While his writing focused for the most part on the subject of ecological sustainability, he was also the author of the best-selling 1995 novel Panama, in which Henry Adams (the subject of his PhD dissertation at Claremont Graduate College) turns detective. In addition to Panama, Eric published three works of non-fiction: Virgin Forest: Meditations on History, Ecology and Culture; The Other Road to Serfdom and the Path to Sustainable Democracy; and Greening Vermont: The Search for a Sustainable State (co-authored with Elizabeth Courtney). Before the final stages of prostate cancer debilitated him, Eric was finishing work on an essay collection, Slumlord Nation, entrusting its completion to his brother, Matt. Eric spent much of his career teaching courses that explored cross-currents among the disciplines of economics, philosophy, political science, history and ecology; he never gave up trying to disabuse the economics profession of its assumption that a planet with billions of people is physically capable of supporting infinite economic growth. In addition to Goddard College, he taught in Empire State College’s International Program, which required frequent travel to its extension campuses in Prague and Albania.

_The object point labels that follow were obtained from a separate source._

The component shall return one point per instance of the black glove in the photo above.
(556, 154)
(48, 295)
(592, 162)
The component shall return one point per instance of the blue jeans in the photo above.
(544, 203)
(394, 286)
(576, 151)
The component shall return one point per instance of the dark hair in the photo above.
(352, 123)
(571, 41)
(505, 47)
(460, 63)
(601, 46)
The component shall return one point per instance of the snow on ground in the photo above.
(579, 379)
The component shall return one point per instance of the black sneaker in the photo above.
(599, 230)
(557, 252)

More recently, he served as a visiting lecturer in the Sam Fox School of Architecture at Washington University in St. Louis, as well as teaching in the Honors Program at the University of Vermont, where he also was a fellow at the Gund Institute. Over the years, Eric’s work was recognized and supported by fellowships from the Guggenheim, Bellagio-Rockefeller and Bogliasco Foundations. His commentaries appeared in several publications, including The New York Times, and he was quoted on National Public Radio and in the Harvard Business Review. He also helped convince Vermont leaders to adopt the GPI (Genuine Progress Indicator), providing a more complete measure of a population’s well-being than the myopic GDP (Gross Domestic Product). After learning that he had exhausted all treatment options for his cancer, Eric responded with characteristic grace, good humor and persistence.

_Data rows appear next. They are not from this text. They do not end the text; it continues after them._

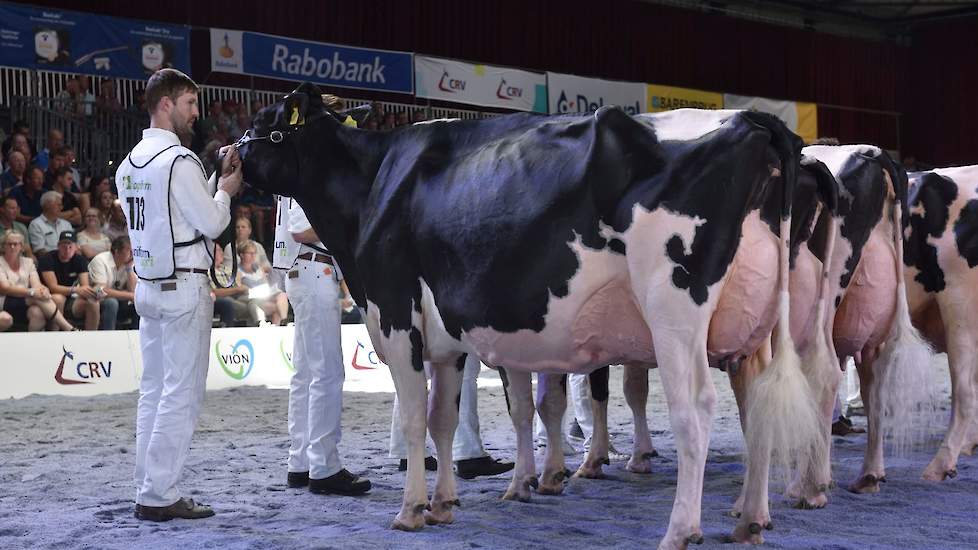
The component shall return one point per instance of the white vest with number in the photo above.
(143, 180)
(286, 248)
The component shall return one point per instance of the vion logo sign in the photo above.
(236, 361)
(81, 372)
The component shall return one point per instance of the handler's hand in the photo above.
(230, 181)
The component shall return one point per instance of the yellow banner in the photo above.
(807, 121)
(666, 98)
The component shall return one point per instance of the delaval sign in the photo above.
(575, 94)
(284, 58)
(484, 85)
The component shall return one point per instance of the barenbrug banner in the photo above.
(258, 54)
(484, 85)
(801, 118)
(577, 94)
(70, 41)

In the months before his death, he raised more than $100,000 to endow the Eric Zencey Prize in Ecological Economics, to be administered by the Gund Institute at the University of Vermont.
Eric is survived by his wife, Kathryn, and his daughter, Daphne, whose return to Vermont gladdened his heart. He is also survived by his brothers Carl Zencey (wife Susanne) and Matthew Zencey (wife Cindy); sister-in-law Anne Davis (husband Joe Mueller); nephews Gregory, Phillip, Nathan and Kyle Zencey and Bryan Shaw, and niece Jennifer. He was predeceased by his parents Ruth and Charles Zencey, and older half-brother C. Frank Shaw. His family is grateful to Central Vermont Home Health and Hospice, and especially for the exceptional care provided by Angie Romero.
Contributions in his memory may be made to the Eric Zencey Prize in Ecological Economics, through the University of Vermont Foundation, 411 Main St., Burlington, VT 05401. A memorial service is planned for Sept. 29 in VCFA’s Chapel.